3)  It feels overpowered?

     Please share your stories.  I'm sure this isn't a definite.  Meaning for example, a P. Murinus outside of its cage probably still is no mush.

     I'd like to come to a general consensus on this topic and put it to bed as an urban legend or write it down as a possibility.  

Thanks.


----------



## Hedorah99 (Mar 6, 2007)

hcsk8ter said:


> So, we keep hearing:
> 
> "Once you get your _______ (insert tarantula name here), it will be a docile and calm."
> 
> ...


Basically, if you want it to be calm, leave it alone. Handling can cause stress and make it hurt itself or you. I have never heard taking a T out of its home to have a calming effect, actually I hear and have observed the exact opposite. Some T's have a tendency to not object to mild handling, some lose their marbles the second you open the lid and throw a threat display, run and hide, or flick hair. Its on a T to T basis and there really is no consensus.

Reactions: Agree 2


----------



## cacoseraph (Mar 6, 2007)

actually, i have read a number of times that people think that once you have a T out of their enclosure they calm down.

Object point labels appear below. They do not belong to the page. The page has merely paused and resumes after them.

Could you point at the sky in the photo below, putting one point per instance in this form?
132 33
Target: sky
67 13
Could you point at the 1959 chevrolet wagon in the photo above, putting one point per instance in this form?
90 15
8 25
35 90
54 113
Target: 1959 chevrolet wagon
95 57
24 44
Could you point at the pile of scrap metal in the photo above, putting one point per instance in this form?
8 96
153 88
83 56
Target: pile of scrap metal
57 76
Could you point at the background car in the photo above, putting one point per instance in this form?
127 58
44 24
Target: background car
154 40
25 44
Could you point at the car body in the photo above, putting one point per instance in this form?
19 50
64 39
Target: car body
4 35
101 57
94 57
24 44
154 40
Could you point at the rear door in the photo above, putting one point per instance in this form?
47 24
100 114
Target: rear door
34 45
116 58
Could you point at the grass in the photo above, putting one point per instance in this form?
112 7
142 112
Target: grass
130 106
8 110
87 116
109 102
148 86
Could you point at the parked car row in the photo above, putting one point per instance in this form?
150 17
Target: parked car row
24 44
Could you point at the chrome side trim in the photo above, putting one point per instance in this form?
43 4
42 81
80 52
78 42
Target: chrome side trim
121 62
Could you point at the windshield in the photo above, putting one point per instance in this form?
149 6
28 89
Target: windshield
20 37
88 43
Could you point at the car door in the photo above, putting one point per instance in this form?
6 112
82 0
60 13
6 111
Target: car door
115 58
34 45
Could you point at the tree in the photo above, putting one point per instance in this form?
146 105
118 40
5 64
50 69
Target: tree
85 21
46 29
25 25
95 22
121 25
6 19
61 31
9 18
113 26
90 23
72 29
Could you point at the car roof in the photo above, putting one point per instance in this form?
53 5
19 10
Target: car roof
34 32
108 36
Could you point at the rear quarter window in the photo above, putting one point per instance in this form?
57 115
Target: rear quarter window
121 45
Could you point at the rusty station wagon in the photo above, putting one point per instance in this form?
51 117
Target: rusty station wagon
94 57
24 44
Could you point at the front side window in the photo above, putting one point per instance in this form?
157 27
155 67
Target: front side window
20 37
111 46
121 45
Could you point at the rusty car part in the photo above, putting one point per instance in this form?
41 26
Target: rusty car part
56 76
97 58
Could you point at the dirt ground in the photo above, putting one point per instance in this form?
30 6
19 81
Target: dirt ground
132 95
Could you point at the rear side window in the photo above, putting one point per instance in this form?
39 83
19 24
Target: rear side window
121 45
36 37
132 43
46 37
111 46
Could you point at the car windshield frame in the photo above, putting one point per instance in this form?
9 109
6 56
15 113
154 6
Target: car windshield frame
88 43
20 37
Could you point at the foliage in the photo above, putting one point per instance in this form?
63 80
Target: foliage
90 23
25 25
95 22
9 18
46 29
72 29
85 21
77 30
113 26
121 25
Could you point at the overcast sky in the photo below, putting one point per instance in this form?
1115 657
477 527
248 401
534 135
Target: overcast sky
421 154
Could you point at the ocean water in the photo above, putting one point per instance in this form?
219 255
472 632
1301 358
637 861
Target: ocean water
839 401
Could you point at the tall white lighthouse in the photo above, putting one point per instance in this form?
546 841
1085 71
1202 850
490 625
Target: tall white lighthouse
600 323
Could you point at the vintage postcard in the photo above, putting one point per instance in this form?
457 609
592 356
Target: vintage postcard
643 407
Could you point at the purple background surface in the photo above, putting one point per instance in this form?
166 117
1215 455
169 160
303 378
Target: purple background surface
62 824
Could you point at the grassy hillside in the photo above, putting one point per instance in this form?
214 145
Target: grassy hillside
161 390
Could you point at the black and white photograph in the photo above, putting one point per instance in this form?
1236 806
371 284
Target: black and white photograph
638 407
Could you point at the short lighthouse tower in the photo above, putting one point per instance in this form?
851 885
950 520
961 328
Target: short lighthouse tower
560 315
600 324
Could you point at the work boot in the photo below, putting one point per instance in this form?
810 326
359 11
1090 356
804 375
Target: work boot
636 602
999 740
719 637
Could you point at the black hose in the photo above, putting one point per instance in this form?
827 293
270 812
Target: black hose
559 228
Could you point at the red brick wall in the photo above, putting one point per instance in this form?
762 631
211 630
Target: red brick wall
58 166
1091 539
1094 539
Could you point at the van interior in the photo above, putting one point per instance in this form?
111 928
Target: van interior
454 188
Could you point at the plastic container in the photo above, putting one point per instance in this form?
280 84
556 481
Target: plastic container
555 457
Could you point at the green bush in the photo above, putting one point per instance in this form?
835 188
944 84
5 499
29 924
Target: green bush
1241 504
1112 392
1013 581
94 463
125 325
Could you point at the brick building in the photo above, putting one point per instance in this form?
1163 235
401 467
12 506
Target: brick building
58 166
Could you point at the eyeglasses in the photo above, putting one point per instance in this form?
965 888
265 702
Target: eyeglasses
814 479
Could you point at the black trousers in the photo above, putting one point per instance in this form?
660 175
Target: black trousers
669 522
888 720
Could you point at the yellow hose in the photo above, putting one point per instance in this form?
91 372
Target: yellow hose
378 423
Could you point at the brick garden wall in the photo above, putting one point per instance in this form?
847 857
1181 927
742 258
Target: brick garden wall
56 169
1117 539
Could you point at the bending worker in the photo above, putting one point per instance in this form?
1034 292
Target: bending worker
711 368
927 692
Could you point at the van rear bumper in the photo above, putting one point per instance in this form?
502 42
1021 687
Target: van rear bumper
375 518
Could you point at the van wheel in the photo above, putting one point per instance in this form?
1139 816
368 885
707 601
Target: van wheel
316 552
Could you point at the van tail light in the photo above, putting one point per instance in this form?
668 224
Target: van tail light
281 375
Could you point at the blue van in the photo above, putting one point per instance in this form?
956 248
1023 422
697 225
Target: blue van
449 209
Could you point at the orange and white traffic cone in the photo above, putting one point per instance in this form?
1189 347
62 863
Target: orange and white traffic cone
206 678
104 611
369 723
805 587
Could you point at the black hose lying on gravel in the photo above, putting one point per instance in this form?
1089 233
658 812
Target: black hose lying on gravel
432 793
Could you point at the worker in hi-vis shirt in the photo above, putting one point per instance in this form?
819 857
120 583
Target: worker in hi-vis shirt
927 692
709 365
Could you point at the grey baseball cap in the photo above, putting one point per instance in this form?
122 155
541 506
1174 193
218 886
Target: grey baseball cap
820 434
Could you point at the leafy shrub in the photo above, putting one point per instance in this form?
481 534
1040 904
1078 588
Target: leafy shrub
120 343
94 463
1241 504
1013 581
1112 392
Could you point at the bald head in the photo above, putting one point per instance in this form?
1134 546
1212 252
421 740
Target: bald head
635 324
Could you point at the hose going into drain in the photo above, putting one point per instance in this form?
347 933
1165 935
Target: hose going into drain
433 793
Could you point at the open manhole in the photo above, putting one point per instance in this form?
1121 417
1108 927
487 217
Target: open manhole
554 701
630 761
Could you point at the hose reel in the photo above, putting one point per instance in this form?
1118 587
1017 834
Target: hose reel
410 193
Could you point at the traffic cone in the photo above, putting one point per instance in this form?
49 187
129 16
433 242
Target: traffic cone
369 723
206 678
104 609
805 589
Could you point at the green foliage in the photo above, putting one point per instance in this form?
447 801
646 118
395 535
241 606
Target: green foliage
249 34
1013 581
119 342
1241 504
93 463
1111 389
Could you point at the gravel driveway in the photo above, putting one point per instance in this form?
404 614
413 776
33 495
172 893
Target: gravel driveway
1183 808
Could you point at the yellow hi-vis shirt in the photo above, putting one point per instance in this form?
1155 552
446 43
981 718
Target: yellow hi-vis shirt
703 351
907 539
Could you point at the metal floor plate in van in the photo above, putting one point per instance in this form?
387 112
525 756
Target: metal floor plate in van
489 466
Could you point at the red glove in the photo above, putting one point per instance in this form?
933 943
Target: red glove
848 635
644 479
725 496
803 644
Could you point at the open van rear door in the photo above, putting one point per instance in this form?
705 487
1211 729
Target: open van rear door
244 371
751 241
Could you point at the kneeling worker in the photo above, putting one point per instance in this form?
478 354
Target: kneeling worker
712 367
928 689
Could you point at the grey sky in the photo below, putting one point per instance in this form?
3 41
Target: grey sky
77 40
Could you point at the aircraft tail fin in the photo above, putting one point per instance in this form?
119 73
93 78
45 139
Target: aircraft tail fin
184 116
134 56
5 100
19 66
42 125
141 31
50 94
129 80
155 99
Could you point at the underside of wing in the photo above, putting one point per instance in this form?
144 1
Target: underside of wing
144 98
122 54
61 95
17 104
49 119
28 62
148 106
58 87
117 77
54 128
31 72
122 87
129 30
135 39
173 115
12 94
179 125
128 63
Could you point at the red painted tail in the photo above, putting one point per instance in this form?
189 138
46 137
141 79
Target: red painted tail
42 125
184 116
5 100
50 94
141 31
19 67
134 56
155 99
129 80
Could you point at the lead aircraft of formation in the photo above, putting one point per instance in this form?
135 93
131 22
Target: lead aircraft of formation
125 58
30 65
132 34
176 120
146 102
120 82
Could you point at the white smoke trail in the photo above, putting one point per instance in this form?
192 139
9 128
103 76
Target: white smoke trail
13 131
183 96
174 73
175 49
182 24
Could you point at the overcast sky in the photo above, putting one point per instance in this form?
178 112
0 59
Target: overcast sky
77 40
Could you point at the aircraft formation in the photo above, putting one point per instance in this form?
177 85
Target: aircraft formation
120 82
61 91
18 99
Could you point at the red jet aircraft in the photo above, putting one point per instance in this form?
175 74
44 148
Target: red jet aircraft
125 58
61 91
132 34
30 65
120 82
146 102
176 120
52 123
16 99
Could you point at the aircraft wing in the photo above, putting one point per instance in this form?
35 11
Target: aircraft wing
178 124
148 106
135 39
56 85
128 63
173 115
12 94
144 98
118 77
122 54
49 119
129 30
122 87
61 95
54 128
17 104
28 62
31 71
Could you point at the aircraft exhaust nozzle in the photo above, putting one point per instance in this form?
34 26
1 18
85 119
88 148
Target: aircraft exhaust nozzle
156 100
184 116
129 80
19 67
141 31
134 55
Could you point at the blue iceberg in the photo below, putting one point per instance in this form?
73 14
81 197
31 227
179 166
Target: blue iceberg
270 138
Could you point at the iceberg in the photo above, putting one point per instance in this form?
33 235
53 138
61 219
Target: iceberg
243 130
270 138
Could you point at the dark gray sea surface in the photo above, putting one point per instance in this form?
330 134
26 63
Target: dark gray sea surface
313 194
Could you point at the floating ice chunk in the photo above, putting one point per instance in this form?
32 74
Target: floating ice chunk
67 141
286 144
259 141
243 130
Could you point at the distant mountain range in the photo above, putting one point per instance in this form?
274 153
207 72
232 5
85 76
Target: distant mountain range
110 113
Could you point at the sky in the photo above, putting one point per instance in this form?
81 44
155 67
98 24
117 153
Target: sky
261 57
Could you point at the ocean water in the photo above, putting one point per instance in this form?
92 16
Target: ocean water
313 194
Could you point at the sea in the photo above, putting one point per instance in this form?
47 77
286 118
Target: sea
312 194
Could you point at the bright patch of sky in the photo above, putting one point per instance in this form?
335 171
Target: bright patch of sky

i know for myself some of my individuals seem more inclined to big burst of movement and more activity in their containers and sort of calm down once i get them out

of course, i have others that run until they deoxygenate, rechange, run till the deoxy, recharge, etc until i get sick of waiting for them to chill out.

i can also say i am most nervous transitioning a bug from their container to my tender flesh.  typically when i get bit by centipedes it is within 5-10 seconds of starting to hold them. once they have been on my for a moment they seem much less likely to bite me. of course i think taras are quite a bit more intelligent that centis so they can have more complex behaviour.  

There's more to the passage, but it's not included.